Olli passed his hand through the loose loop of Sansa's leash and pocketed his hand for his cigarettes. His head felt much lighter already, knowing it would be a matter of seconds until he'd get his next nicotine fix. He took a fresh cigarette out of the pack, put it in between his lips, and then searched for his suit jacket for the—
"Fuck." The cigarette almost dropped from his lips when he realised his lighter was in the inside pocket of his suit jacket, the one he had taken off and laid on the back of his chair hours earlier.
He wasn't that addicted that he would have started crying over such a matter, but he had really been looking forward to having a smoke, for he had barely found the time to take more than a few drags all day, and he really didn't want to go back in just yet, now that he finally was alone in the peace and quiet of the outdoors.

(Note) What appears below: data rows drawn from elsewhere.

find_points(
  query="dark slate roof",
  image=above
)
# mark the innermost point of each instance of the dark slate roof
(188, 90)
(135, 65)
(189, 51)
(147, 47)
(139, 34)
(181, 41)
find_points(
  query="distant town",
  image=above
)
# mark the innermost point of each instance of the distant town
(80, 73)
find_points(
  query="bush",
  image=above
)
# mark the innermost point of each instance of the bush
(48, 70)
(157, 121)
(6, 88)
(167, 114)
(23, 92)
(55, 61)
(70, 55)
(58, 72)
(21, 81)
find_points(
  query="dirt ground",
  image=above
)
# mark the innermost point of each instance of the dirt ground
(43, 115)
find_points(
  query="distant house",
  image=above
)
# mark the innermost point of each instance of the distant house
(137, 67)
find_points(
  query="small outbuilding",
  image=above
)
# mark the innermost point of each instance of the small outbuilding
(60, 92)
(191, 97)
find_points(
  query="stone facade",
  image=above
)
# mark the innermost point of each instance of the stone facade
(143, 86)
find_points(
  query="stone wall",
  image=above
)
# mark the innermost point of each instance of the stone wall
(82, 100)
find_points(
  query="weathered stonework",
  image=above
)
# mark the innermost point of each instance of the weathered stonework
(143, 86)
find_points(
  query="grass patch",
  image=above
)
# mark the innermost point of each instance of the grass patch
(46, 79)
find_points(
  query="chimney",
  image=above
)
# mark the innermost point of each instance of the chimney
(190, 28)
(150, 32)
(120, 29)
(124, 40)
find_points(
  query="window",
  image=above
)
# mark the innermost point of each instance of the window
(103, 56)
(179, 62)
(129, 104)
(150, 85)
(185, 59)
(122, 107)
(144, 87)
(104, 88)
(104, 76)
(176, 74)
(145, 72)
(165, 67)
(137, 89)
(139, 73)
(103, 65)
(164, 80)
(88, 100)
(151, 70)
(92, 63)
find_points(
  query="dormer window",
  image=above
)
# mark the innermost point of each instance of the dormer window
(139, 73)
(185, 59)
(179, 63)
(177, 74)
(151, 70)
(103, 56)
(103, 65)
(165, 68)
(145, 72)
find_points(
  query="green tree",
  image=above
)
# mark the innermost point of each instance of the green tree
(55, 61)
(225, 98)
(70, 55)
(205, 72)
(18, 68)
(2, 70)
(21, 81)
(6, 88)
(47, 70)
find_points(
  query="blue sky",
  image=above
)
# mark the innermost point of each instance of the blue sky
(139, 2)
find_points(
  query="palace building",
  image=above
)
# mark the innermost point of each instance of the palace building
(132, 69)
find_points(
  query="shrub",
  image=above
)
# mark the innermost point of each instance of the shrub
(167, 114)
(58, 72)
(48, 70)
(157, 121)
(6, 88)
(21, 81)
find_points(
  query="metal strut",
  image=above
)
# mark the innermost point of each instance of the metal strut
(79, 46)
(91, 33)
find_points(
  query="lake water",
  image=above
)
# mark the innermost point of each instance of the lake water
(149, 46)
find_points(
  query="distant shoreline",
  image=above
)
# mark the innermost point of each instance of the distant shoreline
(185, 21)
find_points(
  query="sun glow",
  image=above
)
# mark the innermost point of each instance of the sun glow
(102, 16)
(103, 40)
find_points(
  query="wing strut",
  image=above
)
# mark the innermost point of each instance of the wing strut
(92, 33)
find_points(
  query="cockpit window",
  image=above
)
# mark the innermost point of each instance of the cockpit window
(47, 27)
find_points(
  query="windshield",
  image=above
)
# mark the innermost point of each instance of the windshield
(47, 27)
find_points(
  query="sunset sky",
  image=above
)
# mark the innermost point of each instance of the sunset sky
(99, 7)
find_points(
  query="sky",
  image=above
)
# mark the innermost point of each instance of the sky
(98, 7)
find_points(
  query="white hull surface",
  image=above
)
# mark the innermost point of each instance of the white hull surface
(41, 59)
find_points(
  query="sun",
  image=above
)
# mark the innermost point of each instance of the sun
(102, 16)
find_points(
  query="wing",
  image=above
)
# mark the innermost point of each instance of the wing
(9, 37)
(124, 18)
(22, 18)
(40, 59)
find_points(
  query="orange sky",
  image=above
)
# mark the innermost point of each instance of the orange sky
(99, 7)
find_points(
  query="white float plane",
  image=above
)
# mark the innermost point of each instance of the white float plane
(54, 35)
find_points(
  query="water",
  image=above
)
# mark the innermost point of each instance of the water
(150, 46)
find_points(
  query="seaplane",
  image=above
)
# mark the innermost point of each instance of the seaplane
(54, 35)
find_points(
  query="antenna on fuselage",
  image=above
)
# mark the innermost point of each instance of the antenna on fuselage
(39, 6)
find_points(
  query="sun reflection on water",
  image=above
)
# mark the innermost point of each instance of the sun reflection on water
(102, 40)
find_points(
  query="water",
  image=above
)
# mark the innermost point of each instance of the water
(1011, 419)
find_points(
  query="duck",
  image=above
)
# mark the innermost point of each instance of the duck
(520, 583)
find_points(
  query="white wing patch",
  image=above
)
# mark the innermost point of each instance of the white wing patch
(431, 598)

A few seconds of distressed agony later, Olli was to find out he was outdoors, yes, but he was not alone.
"Need light?"
Olli jumped at the voice addressing him from the dark. He tried to look for its source, but saw only a glowing ember of a cigarette and the vague shape of a human figure leaning against a wall a few steps from him, and that was about it.
"Sorry, didn't mean to scare you. I don't know why they haven't bothered fixing any of the lights on this side of the building," a man's voice spoke to him, and then there was some rustle of fabric. "Here."
Stepping closer to the stranger in the dark, Olli saw a matchbox being handed towards him. He accepts it with a nod.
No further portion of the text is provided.